In order to assess how these sdAbs are modeled in the context of a larger, more realistic complex on the virus surface, we produced models against E1/E2 as well as against E1/E2/E3 (Figure S8). Here, when a18 and a155 were compared to the V2B3 positive control (known to both bind and neutralize VEEV TC-83), we see relatively minor differences in predicted epitope. However, a larger difference is apparent when compared to the negative control, V3G9. Here, when modeled with E1/E2, V3G9 binds where E3 normally sits in the complex—specifically, at a hydrophobic patch—and only makes contacts with E2. In contrast, V2B3, a18, and a155 each bind at a similar location and interact with both E1 and E2. As V3G9 is known to not bind, this could be viewed as a known mechanism for false positives in AlphaFold2-multimer and AF3, where weak binders are modeled at surface-exposed hydrophobic sites and result in incorrect epitope predictions [32]. When relating the interaction sites of these sdAbs in AlphaFold predictions in complex with E1/E2/E3 to those residues identified by Kafai et al. as critical for neutralizing in anti-VEEV mAbs, we see that, while V2B3, a18, and a155 each have one residue included in the critical position list (either K222 or Q225), V3G9 has no overlap with the critical position list [7] (Figure S9 and Supplementary Materials for models). It is, however, unclear whether these predictions are correct without extensive experiments, including cryo-EM or crystallography. If the predictions are taken at face value, binding at K222 or Q225 may act to inhibit either attachment or egress [7].
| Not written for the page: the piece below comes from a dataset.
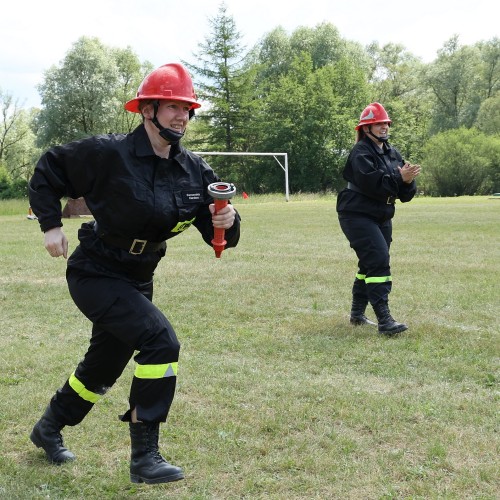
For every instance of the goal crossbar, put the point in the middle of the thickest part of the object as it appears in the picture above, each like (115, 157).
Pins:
(274, 155)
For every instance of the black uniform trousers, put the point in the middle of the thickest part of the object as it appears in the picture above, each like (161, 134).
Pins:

While this study was in its final phases, AlphaFold3 and open source AlphaFold3 clones like Boltz-1 were released [34]. AlphaFold3 in particular suggests an increased accuracy of ~60% for antibody–antigen interactions, compared to the 30% for AlphaFold2-multimer, suggesting that the success of this and similar studies could be improved by utilizing new and more accurate models. Similarly, in the time since this study was in progress, more promising generative AI models for sequence generation have been released, including ESM3 [35]. In addition, several impressive models for predicting and/or improving the solubility of proteins, such as MPNN_sol, have been released [36]. The latter may be of particular importance, as two out of the eight designed sdAbs in this study (a29 and a46) were found unproduceable due to their lack of solubility or high aggregation. In future work, we will apply or incorporate these newer models and methods into the nanobody design pipeline.

4. Conclusions

As there has been documented emergence of resistance to mAbs and antivirals quickly after the release of the product with many other viruses, including HIV-1, HCV, and, most recently, SARS-CoV-2 [37], the rapid design of novel neutralizing antibody therapeutics is essential to maintain a functioning arsenal against pathogens. While immunization-based methods will likely continue to produce superior products relative to generative AI-based techniques in the short term, due to the need for their rapid design for existing and emerging pathogens and other targets, given sufficient data, we believe protein language models and other competing generative models hold a good deal of promise and may be valuable tools for sdAb development in the future.